# Thermal Grizzly Conductonaut für Ryzen 2700x?



## ingush_zaur (22. Juni 2019)

*Thermal Grizzly Conductonaut für Ryzen 2700x?*

Hallo, darf man das Produkt für Ryzen benutzen mit Enermax LiqFusion AiO? Und bringt es etwas überhaupt?


----------



## paddypitt87 (22. Juni 2019)

*AW: Thermal Grizzly Conductonaut für Ryzen 2700x?*

Flüssigmetall aufn Heatspreader würde ich meiden, lohnt auch kaum. 2-3 Grad wenn überhaupt.


----------



## ingush_zaur (22. Juni 2019)

*AW: Thermal Grizzly Conductonaut für Ryzen 2700x?*

Welches wäre dann am besten? Preis ist egal.


----------



## trigger831 (22. Juni 2019)

*AW: Thermal Grizzly Conductonaut für Ryzen 2700x?*

Die "normalen" WLP unterscheiden sich nicht groß. Ich nutze schon ziemlich lang die Thermal Grizzly Kryonaut. Ist zäh und es dauert etwas,bis man sie komplett über den HS verteilt hat. Ich mache einen Klecks in die Mitte und lasse den Rest vom Anpressdruck erledigen. Macht aber wohl jeder anders. Die 1ml Variante reicht für 2-3 mal auftragen.


----------



## ingush_zaur (22. Juni 2019)

*AW: Thermal Grizzly Conductonaut für Ryzen 2700x?*

Habe mir jetzt das Noctua NT-H2 bestellt.  Hoffentlich ist es gut.


----------



## pedi (22. Juni 2019)

*AW: Thermal Grizzly Conductonaut für Ryzen 2700x?*

ist eine gute paste
den test kannst du nächste woche machen, falls die vorhergesagten fast 40 grad real werden,


----------



## Ellina (6. Juli 2019)

*AW: Thermal Grizzly Conductonaut für Ryzen 2700x?*

Ich habe nur bedingt gute Resultate wie viel kühl-leistung sie gibt. Da ich von luft kühler auf aio gewechselt bin und gleich die hydronaut von thermal grzzly verwendet habe. Und wie Tigger schon sagte, wegen verteilung etc..

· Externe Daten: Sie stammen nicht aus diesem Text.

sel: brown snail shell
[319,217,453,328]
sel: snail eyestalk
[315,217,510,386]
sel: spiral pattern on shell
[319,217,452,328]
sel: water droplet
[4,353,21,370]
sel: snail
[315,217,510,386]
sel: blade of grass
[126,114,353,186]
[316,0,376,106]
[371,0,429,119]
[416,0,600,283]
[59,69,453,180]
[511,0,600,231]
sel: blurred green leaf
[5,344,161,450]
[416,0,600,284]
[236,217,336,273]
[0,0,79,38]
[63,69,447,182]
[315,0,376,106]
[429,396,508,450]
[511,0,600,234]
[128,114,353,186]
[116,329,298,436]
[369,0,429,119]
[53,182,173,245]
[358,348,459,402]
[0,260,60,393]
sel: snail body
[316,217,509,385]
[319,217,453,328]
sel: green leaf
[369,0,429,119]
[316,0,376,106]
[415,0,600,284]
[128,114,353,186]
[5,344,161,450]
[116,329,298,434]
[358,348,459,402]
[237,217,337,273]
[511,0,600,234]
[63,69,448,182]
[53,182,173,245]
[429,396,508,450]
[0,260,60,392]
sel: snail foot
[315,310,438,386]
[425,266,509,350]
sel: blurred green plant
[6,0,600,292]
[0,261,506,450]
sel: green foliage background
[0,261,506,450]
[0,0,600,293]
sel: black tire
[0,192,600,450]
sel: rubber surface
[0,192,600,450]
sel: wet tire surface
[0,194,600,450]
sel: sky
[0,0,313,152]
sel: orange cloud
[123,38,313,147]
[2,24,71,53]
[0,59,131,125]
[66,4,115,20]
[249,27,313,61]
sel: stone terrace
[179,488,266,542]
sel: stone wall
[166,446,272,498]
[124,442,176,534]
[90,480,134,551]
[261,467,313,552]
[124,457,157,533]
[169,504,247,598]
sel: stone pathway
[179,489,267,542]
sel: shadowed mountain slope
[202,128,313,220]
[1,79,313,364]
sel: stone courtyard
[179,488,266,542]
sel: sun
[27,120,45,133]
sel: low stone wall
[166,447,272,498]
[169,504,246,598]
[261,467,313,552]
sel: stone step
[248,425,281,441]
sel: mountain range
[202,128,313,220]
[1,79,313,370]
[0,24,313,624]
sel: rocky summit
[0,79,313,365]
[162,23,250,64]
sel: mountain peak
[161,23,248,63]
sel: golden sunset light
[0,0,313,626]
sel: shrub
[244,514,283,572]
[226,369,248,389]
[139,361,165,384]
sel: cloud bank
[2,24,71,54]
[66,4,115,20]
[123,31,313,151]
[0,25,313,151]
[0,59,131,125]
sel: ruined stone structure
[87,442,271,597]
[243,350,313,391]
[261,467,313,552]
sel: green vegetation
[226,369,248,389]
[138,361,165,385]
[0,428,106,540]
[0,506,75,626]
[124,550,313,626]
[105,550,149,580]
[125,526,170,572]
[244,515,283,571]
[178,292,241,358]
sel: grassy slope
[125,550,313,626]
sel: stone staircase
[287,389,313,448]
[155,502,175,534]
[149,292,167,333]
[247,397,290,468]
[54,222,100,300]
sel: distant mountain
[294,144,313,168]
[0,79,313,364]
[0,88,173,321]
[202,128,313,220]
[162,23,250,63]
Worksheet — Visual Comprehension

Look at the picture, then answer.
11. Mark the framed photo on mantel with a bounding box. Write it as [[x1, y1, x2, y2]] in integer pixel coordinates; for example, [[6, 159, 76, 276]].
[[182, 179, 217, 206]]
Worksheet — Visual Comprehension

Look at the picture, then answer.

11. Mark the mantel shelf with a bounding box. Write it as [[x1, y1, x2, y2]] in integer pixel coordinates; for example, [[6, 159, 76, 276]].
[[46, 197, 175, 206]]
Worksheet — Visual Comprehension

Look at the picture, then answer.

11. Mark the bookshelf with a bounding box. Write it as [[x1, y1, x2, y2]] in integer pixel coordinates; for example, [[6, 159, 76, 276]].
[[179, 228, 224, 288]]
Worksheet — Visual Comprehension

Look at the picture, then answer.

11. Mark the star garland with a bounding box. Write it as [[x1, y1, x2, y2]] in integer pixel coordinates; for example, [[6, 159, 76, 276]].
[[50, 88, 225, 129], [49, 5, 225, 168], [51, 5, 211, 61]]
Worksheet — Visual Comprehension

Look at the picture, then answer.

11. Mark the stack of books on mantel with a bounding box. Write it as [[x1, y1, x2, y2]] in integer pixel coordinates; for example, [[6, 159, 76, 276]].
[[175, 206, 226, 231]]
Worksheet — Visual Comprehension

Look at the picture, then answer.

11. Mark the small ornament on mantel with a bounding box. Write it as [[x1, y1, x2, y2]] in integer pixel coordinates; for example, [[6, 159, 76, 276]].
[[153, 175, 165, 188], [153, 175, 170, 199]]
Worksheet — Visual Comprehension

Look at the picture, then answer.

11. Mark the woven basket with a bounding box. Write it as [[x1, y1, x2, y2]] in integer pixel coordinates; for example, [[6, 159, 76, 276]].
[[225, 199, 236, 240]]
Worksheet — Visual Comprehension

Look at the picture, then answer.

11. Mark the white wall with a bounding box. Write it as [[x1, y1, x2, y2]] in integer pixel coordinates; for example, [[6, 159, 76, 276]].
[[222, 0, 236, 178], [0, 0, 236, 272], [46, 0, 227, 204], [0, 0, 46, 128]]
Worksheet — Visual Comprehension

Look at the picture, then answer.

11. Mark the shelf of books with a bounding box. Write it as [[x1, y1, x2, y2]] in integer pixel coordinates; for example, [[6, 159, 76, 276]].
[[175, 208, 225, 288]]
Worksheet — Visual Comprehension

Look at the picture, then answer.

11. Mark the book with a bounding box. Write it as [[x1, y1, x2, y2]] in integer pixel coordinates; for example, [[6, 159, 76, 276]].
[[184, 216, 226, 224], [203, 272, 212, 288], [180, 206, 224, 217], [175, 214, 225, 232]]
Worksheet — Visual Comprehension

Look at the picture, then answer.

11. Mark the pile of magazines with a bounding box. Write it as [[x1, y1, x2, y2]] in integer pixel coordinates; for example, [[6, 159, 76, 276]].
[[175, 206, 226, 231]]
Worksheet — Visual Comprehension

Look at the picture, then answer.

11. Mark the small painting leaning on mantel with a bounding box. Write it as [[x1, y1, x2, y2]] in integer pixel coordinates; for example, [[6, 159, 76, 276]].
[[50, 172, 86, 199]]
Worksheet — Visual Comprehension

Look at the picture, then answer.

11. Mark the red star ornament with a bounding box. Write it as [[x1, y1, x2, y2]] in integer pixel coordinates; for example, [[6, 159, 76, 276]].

Ich habe es verteilt und habe ca.. 5 grad weniger. Aber das ist nur bedingt relevant wegen luftkühler ältere wärme leitpaste zu aio mit der oben genannten.


----------



## Sirthegoat (6. Juli 2019)

*AW: Thermal Grizzly Conductonaut für Ryzen 2700x?*

Flüssigmetall lohnt sich fast überhaupt nicht, wenn dann auf Grafikkarten die deutlich mehr Abwärme produzieren bzw. eine kleineren Die haben. Persönlich habe ich die besten Erfahrungen mit Coolermaster Mastergel gemacht, ist  zwar nicht das billigste aber die Temperaturen sind gut und es ist nicht sonderlich zäh, lässt sich gut verteilen.


----------



## Rex132 (19. Juli 2019)

*AW: Thermal Grizzly Conductonaut für Ryzen 2700x?*

besonders bei der GPU würde ich es lassen. die Konsensatoren usw , was da neben dem DIE sind wenn was abekommen kanns das gewesen sein mit der GPU


----------



## TheNewNow (25. Juli 2019)

*AW: Thermal Grizzly Conductonaut für Ryzen 2700x?*

Bei GPUs bringts aber auch am meisten. Wenn man die elektrischen Teile gut isoliert kann eigentlich nichts passieren.


----------



## tigra456 (12. August 2019)

*AW: Thermal Grizzly Conductonaut für Ryzen 2700x?*

Einfach gesagt aus mehrfacher (OC) Erfahrung.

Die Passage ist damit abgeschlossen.